Ces propos de Jan Švankmajer évoquent une première caractéristique importante des objets qui composent ses films et y agissent : il s’agit souvent d’objets du quotidien, détournés de leur fonction d’origine, représentés souvent dans un environnement réel39. Ces objets proviennent de la « collection » de l’artiste pour qui « tu dois d’abord devenir un collectionneur et seulement après un cinéaste40 ». Pour le théoricien du cinéma Pascal Vimenet, il s’agirait de l’une des « obsessions » qui régissent l’œuvre de l’artiste41. Son atelier à Prague évoque par ailleurs selon Vimenet, un cabinet de curiosités.42
L’idée de collection, associée à celle de l’accumulation, crée ainsi un premier lien entre la démarche de l’artiste et le concept du « cabinet de curiosités » qui semble traverser son œuvre et exprimer le rapport qu’il entretient aux objets. La nature même des objets collectionnés noue un lien iconographique avec la tradition des cabinets du xvie siècle, notamment par ses sculptures d’animaux hybrides43. Cette deuxième catégorie d’objets de la « collection » de Jan Švankmajer, composées de chimères et autres objets hybrides produits par l’artiste, associe matières organiques et créations de l’homme à la frontière entre une histoire naturelle et une pratique artistique. La créature hybride sans nom du film Alice (voir Figure 5.), est composée de trois types de squelettes : arêtes de poisson en guise de colonne, deux paires de pattes d’oiseau et un crâne désincarné de rongeur (un rat ?). Avec son bonnet à grelot, elle évoque un petit lutin malicieux. En effet ici, c’est un personnage à part entière, avec une garde‑robe rangée dans la petite armoire derrière lui. On y observe une créature dans son espace de vie, un décor, qui rappelle un diorama, ou peut-être, aussi, les boîtes de l’artiste contemporain Joseph Cornell, qui mêlent réalité et imaginaire44. L’idée de l’embaumement, qui demeure une manière d’éterniser des corps mais aussi de les objectifier de façon mystique, réapparait également à travers cette œuvre.
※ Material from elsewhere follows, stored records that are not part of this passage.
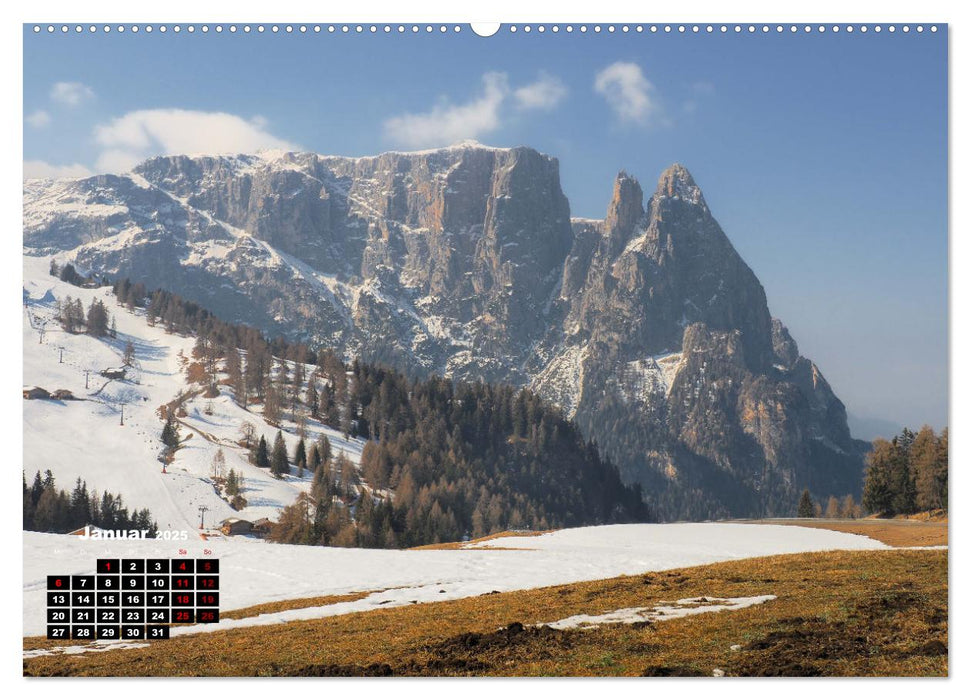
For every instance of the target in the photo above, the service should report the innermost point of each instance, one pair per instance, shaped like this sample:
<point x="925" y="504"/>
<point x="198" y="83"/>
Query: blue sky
<point x="823" y="156"/>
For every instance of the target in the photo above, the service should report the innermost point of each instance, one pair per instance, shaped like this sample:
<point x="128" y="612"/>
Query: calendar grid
<point x="133" y="599"/>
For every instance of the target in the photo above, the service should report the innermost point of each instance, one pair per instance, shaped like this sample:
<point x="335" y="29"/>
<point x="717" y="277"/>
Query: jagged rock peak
<point x="626" y="206"/>
<point x="784" y="347"/>
<point x="676" y="183"/>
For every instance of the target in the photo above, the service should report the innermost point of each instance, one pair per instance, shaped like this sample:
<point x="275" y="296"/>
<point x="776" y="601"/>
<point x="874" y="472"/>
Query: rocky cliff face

Ces sculptures rappellent que le premier terme employé pour décrire les cabinets de curiosités à la Renaissance, était celui de « Wunderkammer » (« chambre de merveilles45 »). Ce terme évoque le lien fort entre les objets réunis dans ces cabinets et l’imaginaire, celui qui consiste à « réanimer, peut‑être, la puissance onirique de l’évocation de l’enfance46».
Nous pouvons enfin souligner l’aspect hétéroclite des objets qu’il met en scène et la fascination qu’ils produisent. Chacun possède une caractéristique originale bien à lui, tandis que les objets hors norme renvoient à d’autres types de cabinets de curiosités, comme les « cabinets de raretés » ou de « singularités47 ». Le caractère étrange et composite des œuvres est également l’un des traits qui lierait Švankmajer au peintre de la cour de Prague, Giuseppe Arcimboldo (1527-1593), « le plus fameux concepteur de bizarreries48 ». Oublié au cours de l’histoire, il bénéficie d’un regain d’intérêt auprès des surréalistes qui contribuent à réintroduire son œuvre au xxe siècle49. Sa relation aux objets résonne en effet avec les préoccupations des surréalistes qui considèrent que chaque objet serait « potentiellement “chargé” par ce qu’il a vécu50 ».
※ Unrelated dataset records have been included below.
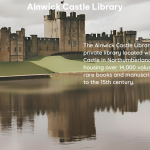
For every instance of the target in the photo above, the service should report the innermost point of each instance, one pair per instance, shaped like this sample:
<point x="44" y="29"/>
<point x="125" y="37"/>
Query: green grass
<point x="49" y="64"/>
<point x="21" y="68"/>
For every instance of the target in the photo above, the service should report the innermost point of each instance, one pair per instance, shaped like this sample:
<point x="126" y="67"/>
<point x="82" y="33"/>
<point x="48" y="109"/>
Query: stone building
<point x="65" y="35"/>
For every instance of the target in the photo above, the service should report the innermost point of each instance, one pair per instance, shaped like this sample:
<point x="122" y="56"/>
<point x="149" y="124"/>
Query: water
<point x="62" y="113"/>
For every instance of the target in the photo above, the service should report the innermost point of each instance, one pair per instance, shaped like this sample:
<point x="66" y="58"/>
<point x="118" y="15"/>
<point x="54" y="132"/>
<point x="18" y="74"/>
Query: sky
<point x="133" y="16"/>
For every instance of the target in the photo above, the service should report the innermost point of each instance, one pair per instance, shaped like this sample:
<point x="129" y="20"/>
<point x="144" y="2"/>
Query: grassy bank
<point x="49" y="64"/>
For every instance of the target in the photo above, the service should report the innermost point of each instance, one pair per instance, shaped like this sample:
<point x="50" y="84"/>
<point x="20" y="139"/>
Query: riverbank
<point x="62" y="66"/>
<point x="21" y="77"/>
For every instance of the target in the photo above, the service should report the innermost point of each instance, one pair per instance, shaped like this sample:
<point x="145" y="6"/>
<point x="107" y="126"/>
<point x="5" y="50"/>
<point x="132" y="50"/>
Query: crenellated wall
<point x="41" y="46"/>
<point x="12" y="45"/>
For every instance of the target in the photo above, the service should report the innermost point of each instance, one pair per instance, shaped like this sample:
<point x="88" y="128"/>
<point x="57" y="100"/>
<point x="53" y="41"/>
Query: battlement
<point x="98" y="36"/>
<point x="130" y="32"/>
<point x="6" y="29"/>
<point x="45" y="40"/>
<point x="13" y="36"/>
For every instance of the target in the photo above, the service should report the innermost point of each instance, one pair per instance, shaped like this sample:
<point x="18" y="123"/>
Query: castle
<point x="63" y="35"/>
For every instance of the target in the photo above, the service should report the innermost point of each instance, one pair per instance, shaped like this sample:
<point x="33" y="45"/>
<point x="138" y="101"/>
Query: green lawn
<point x="49" y="64"/>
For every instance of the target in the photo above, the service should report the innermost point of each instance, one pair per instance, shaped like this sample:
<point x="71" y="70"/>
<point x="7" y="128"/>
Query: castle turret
<point x="61" y="15"/>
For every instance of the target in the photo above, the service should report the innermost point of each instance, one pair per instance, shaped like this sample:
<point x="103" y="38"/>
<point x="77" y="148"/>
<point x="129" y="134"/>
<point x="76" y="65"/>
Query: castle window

L’objet a donc une signification forte pour l’artiste, il a une histoire qu’il communique. Sa démarche comporte notamment l’idée d’improvisation à partir des objets. Ce principe qui évoque l’écriture automatique des surréalistes est appliqué de ce fait à la réalisation de ses films. Là aussi, l’artiste inverse le rapport habituel entre l’objet et le film. L’objet n’est pas nécessairement fabriqué pour répondre à un besoin de mise en scène mais participe pleinement à la conception du film. Cette idée prend de plus une signification supplémentaire dans le cadre de l’animation où l’action sur l’objet, sa manipulation image par image, crée l’illusion du mouvement pour faire le film. Nous pouvons ainsi nous demander comment évolue ce rapport en dehors du contexte filmique ?
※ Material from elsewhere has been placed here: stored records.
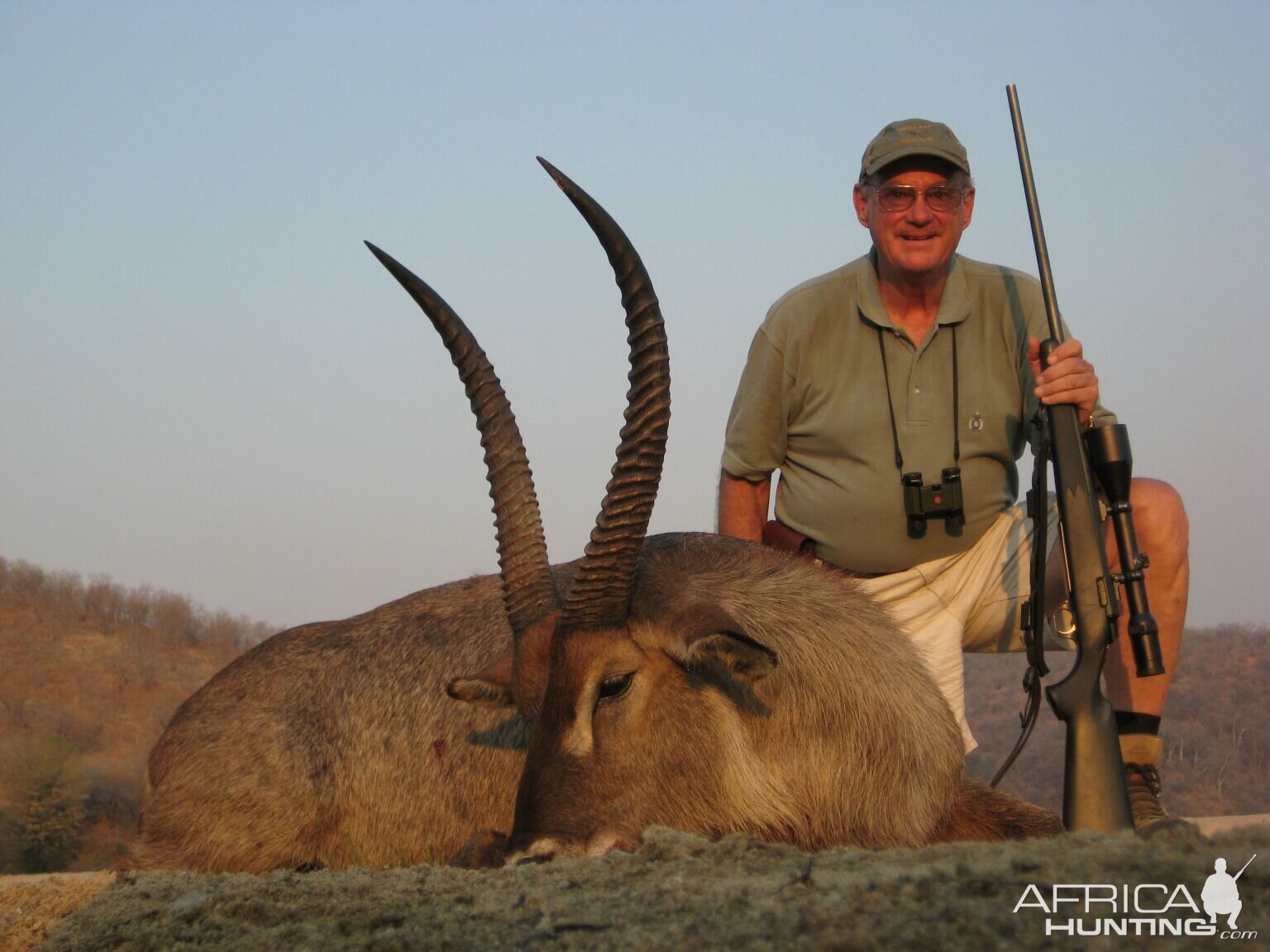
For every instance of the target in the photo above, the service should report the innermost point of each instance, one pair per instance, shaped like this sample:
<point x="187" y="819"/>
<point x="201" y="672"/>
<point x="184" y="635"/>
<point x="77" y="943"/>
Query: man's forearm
<point x="743" y="507"/>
Les objets « hors films », et leur valeur référentielle
Comme indiqué précédemment, en plus d’une collection de cinéma d’animation, les Musées d’Annecy conservent également, entre autres, des collections d’Histoire Naturelle, de Beaux‑Arts et d’Art contemporain. Dans une perspective transversale des collections, l’œuvre des Švankmajer apparaît comme un choix particulièrement intéressant pour le musée et explique également l’intérêt pour les pièces liées moins directement aux films mais à la démarche plastique des artistes. « Collection d'insectes ii » (voir Figure 7.), notamment, évoque les insectes naturalisés sous cadre des cabinets de curiosités d’entomologie. Pourtant cette composition peut surprendre le spectateur attentif car l’artiste y fige une action en train de se faire – celle des insectes préparant leur fuite. En effet, en observant la position des insectes, il apparaît que certains sont représentés en dessus du cadre et d’autres semblent se diriger vers le trou qui se trouve en haut à droite du cadre. Ce mouvement d’animation potentielle invite le spectateur à imaginer « l’image suivante », la prochaine phase d’animation. Il interroge aussi le statut de l’objet et, en particulier, des insectes qui apparaissent ainsi à la fois comme objets animés (et anciennement vivants) et inanimés51.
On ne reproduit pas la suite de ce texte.